The early inhabitants of Manitoulin Island called the community at the entrance to South Bay Sagradawawong, meaning “The Outlet,” and the current name of South Baymouth continues to indicate the strategic location of the village. The first Europeans to settle at South Baymouth were fishermen James Ritchie and Val Wilman, who relocated from nearby Walker’s Point in the 1870s, and the village’s first public building was a church built in 1889 that doubled as a school and served both Anglican and Presbyterian congregations. The fishermen at South Baymouth salted their catch and shipped it out of Kilarney to the Buffalo Fish Company until 1879, when the company started to market fresh fish and contracted with Ritchie and Wilman to build a dock and icehouse at South Baymouth. As the settlement at Michael’s Bay declined, South Baymouth became the main port on the Manitou Island’s south shore.
The Department of Marine established a pair of range lights at South Baymouth in 1898 and provided the following description of them in its annual report of that year:
Two range lights were built and put in operation in September last at South Baymouth, to lead into the entrance to South Bay or Manitoulin Gulf, on the south-east shore of Manitoulin Island, replacing temporary pole lights privately maintained since September, 1897, by Capt. A. Macauley, master of the steamer “J. H. Jones.”The front range light building stands upon the south-east end of a bare limestone island lying on the north side of the mouth of the bay, and is a square wooden tower, with sloping sides, surmounted by a square wooden lantern, the whole painted white. The tower is 28 feet high from the ground to the vane of the lantern.
The light is a fixed white light, elevated 28 feet above the level of the lake, and visible ten miles from all points of approach by water. The illuminating apparatus is dioptric, of the seventh order.
The back range light building stands upon the main land of Manitoulin Island, in the woods behind the village of South Baymouth, 772 feet N. 28° E. from the front tower. It is similar to the front tower, but is 40 feet high.

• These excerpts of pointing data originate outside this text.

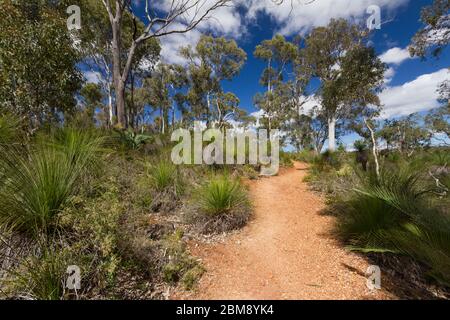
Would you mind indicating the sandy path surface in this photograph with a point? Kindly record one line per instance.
(286, 251)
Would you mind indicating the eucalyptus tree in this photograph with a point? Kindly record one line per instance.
(279, 54)
(38, 74)
(435, 35)
(349, 72)
(212, 61)
(163, 18)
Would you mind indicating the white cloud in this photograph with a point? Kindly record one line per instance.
(92, 76)
(415, 96)
(389, 75)
(171, 45)
(395, 56)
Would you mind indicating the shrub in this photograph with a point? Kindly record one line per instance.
(308, 156)
(132, 140)
(9, 130)
(167, 186)
(38, 184)
(396, 214)
(221, 204)
(163, 176)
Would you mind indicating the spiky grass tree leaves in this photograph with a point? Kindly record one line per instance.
(38, 183)
(396, 214)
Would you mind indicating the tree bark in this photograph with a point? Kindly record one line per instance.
(374, 148)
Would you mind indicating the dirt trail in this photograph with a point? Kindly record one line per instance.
(286, 251)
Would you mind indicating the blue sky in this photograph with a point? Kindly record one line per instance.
(411, 83)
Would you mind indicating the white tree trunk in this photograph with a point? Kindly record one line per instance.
(374, 148)
(332, 134)
(110, 107)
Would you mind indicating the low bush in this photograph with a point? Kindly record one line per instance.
(221, 204)
(167, 185)
(397, 213)
(39, 183)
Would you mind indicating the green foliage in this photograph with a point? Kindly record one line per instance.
(9, 130)
(360, 145)
(397, 214)
(42, 277)
(132, 140)
(221, 195)
(164, 175)
(38, 77)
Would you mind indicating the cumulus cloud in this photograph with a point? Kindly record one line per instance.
(395, 56)
(224, 21)
(92, 76)
(232, 21)
(389, 75)
(414, 96)
(299, 16)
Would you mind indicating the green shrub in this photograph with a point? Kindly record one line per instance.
(221, 195)
(221, 204)
(38, 184)
(9, 130)
(308, 156)
(132, 140)
(396, 214)
(39, 277)
(163, 175)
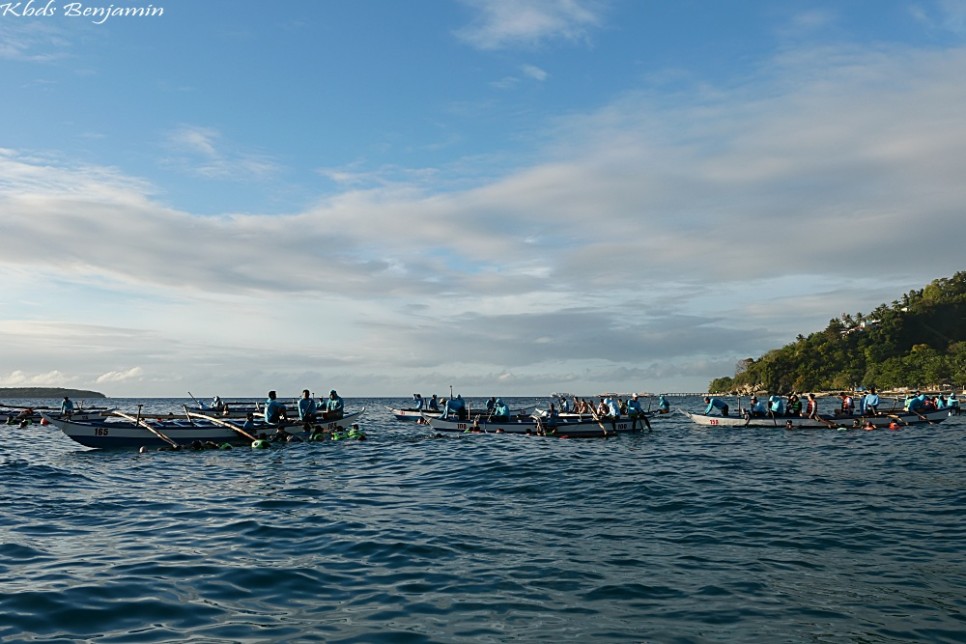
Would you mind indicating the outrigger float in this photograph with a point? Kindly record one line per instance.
(539, 426)
(902, 418)
(133, 431)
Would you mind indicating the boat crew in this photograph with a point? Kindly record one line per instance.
(635, 412)
(716, 403)
(334, 407)
(757, 408)
(663, 406)
(870, 403)
(274, 409)
(848, 404)
(953, 404)
(307, 407)
(776, 405)
(501, 412)
(811, 409)
(491, 405)
(794, 406)
(455, 406)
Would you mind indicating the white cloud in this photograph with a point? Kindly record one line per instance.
(534, 72)
(946, 15)
(510, 23)
(202, 151)
(655, 238)
(134, 373)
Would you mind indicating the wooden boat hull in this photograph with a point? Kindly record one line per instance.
(534, 426)
(412, 415)
(121, 434)
(845, 422)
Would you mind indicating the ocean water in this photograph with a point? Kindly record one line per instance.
(682, 534)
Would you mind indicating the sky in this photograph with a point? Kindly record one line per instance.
(506, 197)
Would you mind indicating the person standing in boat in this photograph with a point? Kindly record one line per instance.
(274, 409)
(307, 407)
(501, 412)
(953, 404)
(636, 412)
(870, 404)
(663, 406)
(776, 405)
(757, 408)
(67, 407)
(715, 403)
(334, 407)
(848, 404)
(811, 408)
(455, 407)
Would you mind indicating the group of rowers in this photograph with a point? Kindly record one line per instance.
(868, 405)
(612, 407)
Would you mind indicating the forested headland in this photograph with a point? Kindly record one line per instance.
(918, 341)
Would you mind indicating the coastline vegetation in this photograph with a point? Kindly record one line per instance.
(918, 341)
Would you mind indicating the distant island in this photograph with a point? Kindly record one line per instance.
(47, 392)
(919, 341)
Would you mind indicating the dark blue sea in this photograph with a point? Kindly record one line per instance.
(682, 534)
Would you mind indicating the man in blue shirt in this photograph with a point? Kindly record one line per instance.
(274, 409)
(716, 403)
(334, 407)
(307, 407)
(456, 407)
(663, 406)
(870, 404)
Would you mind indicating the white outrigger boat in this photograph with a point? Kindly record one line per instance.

The light is a fixed white catoptric light, elevated 46 feet above the level of the lake, and should be visible twelve miles in, and over a small arc on each side of the line of range.
The work of construction was done by Mr. J. Candlish Kennedy, of Owen Sound, whose contract price was $927. The total expenditure in connection with the construction and establishment of this station is $1,067.09.
James Ritchie tended the range lights from 1898 to 1903, when John A. Ritchie, his cousin, took charge of the lights. As John A. Ritchie grew older, his daughter Pearl helped care for the range lights, and after she married Henry B. Chisholm, he became the official keeper. As a veteran of World War I and now a relative of the former keeper, Chisholm was a shoe-in for the job.
Henry Chisholm enlisted with the 119th Battalion in 1916 at the age of twenty-one and was injured in France while serving as an engineer with the Canadian Expeditionary Forces. Henry was awarded the Military Medal for Bravery and returned to South Baymouth following the Armistice. After Henry’s death in February 1958, his brother-in-law Leonard Leeson cared for the range lights until they were automated.
In 2012, Dave Thompson, a self-described eBay sniper, notified the Tekummah Township that Henry Chisholm’s World War I medal was being sold on the online auction site. This fact was advertised in The Manitoulin Expositer, and the community was able to raise enough funds to allow Thompson, who has made a hobby out of repatriating war medals to families and communities, to purchase the medal from a seller in Indiana for $735. Visitors to South Baymouth can now view the medal at the Little Schoolhouse and Museum.
Head Keepers: James Ritchie (1898 – 1903), John A. Ritchie (1903 – at least 1923), Henry B. Chisholm ( - 1957), Leonard Leeson (1957 - ).